潮風にふわりと揺れる淡紫の影。笑みを浮かべる銀の瞳。そして、知らない誰かと交わす、優しい声。
(……お前は、どこにいても馴染むな)
……その傍らに立っている自分を、誰も咎めないこの街を……悪くないとも思った。
「……あとで、あの依頼受けるか。今夜も暇だろ」
ガルドの声に、ルシアンが振り返って意外そうに微笑んだ。
「ふふ、君の方こそこの街が気に入ったんじゃないのかい」
「……るせぇ」
舌打ち混じりの悪態に、ルシアンがまた笑った。香草の籠をひとつ指でなぞりながら、何も言わず。

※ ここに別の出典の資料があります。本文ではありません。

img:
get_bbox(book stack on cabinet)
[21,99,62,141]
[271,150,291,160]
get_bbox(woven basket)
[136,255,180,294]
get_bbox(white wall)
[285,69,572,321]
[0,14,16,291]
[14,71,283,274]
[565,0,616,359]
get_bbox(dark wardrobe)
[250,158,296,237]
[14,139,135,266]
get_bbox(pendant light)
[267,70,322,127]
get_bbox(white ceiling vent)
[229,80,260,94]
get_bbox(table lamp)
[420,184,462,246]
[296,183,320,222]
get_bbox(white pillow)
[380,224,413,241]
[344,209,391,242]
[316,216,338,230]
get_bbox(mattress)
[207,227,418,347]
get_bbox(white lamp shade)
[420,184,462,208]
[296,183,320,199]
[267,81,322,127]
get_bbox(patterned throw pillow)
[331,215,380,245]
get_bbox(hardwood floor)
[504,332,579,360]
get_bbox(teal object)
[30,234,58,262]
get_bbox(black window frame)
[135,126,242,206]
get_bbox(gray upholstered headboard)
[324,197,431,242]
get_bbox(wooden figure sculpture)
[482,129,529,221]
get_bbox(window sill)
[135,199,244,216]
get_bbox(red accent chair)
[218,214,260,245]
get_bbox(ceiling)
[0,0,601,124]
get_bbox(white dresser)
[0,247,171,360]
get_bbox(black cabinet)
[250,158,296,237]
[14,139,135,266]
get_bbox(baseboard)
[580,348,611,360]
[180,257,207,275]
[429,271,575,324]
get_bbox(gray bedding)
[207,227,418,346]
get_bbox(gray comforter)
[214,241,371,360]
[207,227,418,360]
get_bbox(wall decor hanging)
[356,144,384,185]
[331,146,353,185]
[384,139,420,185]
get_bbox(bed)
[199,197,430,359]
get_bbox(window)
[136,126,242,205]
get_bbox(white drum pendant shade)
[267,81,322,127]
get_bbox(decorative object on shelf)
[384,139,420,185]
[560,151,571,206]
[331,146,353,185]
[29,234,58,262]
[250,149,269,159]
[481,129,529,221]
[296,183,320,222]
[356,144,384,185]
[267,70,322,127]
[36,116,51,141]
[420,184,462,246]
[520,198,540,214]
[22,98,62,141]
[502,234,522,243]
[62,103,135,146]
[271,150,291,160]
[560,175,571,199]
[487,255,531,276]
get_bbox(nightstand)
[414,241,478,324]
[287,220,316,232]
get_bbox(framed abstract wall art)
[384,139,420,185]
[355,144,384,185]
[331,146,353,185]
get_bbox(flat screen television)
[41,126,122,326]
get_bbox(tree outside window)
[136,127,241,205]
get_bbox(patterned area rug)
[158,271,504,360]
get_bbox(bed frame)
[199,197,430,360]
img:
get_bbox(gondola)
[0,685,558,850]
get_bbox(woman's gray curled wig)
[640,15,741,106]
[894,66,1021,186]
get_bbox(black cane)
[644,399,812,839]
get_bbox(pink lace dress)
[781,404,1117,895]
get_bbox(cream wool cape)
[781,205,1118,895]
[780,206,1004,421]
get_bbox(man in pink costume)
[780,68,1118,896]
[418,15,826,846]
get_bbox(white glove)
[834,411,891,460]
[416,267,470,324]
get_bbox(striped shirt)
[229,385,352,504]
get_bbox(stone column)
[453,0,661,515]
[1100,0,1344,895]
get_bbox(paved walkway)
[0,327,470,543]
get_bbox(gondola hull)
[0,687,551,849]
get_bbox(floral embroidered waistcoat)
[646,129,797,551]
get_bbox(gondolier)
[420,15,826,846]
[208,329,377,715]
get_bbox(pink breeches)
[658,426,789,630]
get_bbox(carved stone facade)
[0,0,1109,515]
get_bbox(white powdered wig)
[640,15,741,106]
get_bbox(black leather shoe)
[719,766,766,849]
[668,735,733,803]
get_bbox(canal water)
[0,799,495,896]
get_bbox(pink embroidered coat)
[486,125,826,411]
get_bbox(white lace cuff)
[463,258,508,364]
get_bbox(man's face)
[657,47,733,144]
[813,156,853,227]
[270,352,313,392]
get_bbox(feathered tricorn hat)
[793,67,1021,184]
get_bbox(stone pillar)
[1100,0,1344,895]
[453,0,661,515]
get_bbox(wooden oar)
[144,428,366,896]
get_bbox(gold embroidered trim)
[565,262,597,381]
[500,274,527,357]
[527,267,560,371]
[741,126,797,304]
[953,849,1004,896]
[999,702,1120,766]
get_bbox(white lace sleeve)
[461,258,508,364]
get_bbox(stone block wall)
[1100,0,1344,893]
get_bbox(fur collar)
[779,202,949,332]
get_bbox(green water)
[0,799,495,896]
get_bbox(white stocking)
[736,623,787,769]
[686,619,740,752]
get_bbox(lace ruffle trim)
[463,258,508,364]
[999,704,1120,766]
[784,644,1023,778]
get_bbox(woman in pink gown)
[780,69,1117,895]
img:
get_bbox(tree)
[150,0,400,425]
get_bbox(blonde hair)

その笑みには、からかわれているような、受け入れられているような、両方の色が混じっている。
「……言っとくが、街の飯が悪くねぇってだけだ」
そう続けながら、ガルドの赤い瞳が人混みの先へ向く。
活気。喧噪。すれ違う商人。行き交う市民。生に満ちた空気。
「うん、そうだね」
ぽつりと柔らかな声が落ちて、ルシアンがくるりと踵を返す。
また何か面白いものでも見つけたのか、遠くの屋台へと歩き出した。
陽光の下、風をはらむ淡紫がまた、揺れる。
ガルドは一歩遅れて歩き出す。そして気づかれぬように、ごくわずか、口元を緩めた。
日が高くなる昼の市場。
ふたりの旅人は、今日も確かに、この街の空気に溶けていた。